ZOR VE YORUCU BİR YOL
Üniversite tercihi yapacaklara ise şunları öneriyor:
“Ne yazık ki ülkemizde bazılarımızın hayal ettiği meslekler karın doyurmadığından hayallerimize en yakın meslek için kısım seçmeyi öneririm. Ben hem keyifli hem de uygun olduğum iki mesleği, tıpkı anda yapabileceğim için ne hayalimden ne de paradan vazgeçmek istemiyorum. Natürel ki bu yüzden de önümde çok güç ve yorucu bir yol var.”
Boyacı’nın yüzmeyle ilgilenmek isteyenlere tavsiyeleriyse şöyle:
“Hangi sporla ilgileneceğinize bağlı olarak, şayet çok arz edilen bir spora yönelmek istiyorsanız işinizin zorluğu olsa da sonucunda çokça keyif ve emeğinizin karşılığında verilen bir paha var.”
SANATA VE SPORA BAKIŞI ÖNEMLİ
Fulya Ünlü (22-Rüzgâr Sörfü): Rüzgâr sörfüne 13 yıl evvel Alaçatı’da ailesinin teklifiyle başlayan Fulya Ünlü, dört yıl üst üste Dünya Gençler Şampiyonluğu, Dünya Bayanlar ikinciliği ve birçok defa Türkiye Şampiyonlukları’nın sahibi oldu. Genç sörfçü, “Spora yatkın bir çocuktum. Ailemin ilgimi keşfetmesiyle çok sevdiğim branşımda yaz-kış idman yaparak yarışlara katılmaya, üst üste Türkiye ve dünya şampiyonlukları kazanmaya başladım.

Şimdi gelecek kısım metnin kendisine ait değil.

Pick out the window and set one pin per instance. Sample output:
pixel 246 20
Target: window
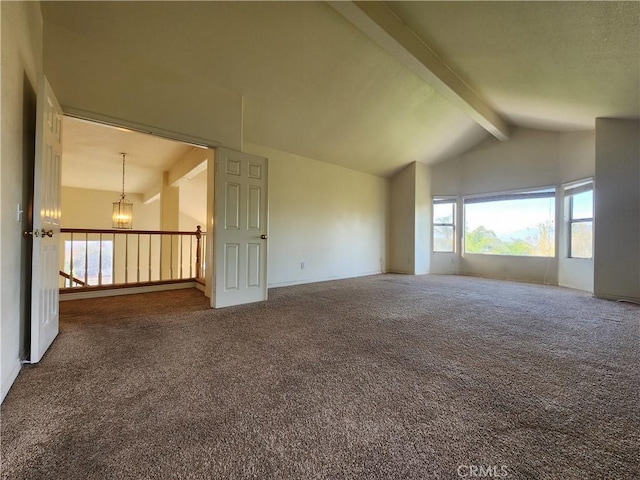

Göztepe Spor Kulübü’ne transfer oldum. A Ulusal sporcusuyum” diyor. Yaşar Üniversitesi milletlerarası lojistik idaresi mezunu olan Ünlü, “Başarılarımdan ötürü atlet bursuyla okudum” diyerek tercih sürecini şöyle anlatıyor: “İzmir’i istiyordum. Okula gidip spora verdikleri ehemmiyet, burs imkânları, karşılaşma ve idmanların akademik hayatımı etkileyip etkilemeyeceği hakkında bilgi aldım. Profesyonel bir sportmen olarak idmanlarımı ve okulumu istikrarda götürebildim.”
OLANAKLARINI ÖĞRENİN
Ünlü’nün üniversite tercihi yapacaklara önerileriyse şöyle:
“Seçmeden evvel okulla irtibat kurun. Hakikaten istediğiniz ve hayal ettiğiniz imkanların sunulup sunulmadığını bilin. Başınızdaki soru işaretlerini masrafın. Zira üniversite, hayatınızı şekillendiren en değerli duraklardan. Üniversitenin akademik hayatının yanı sıra spora ve sanata olan bakış açılarını da öğrenin.” Rüzgar sörfünü herkesin denemesi gerektiğini belirten Ünlü, şu tavsiyelerde bulunuyor:
“Her sporda olduğu üzere kilometre taşı; özveri ve disiplin. Vakitle bunların ziyadesiyle karşılığını alırsınız. Sporum hem kendimi hem etrafımı geliştiren, hayal bile edemeyeceğim harikulade bir hayat sundu. Gençlerin kesinlikle hayatında spor olmalı, bilhassa günümüzde toplumsal medya bataklığından kurtulup kendilerini gösterme vakti.”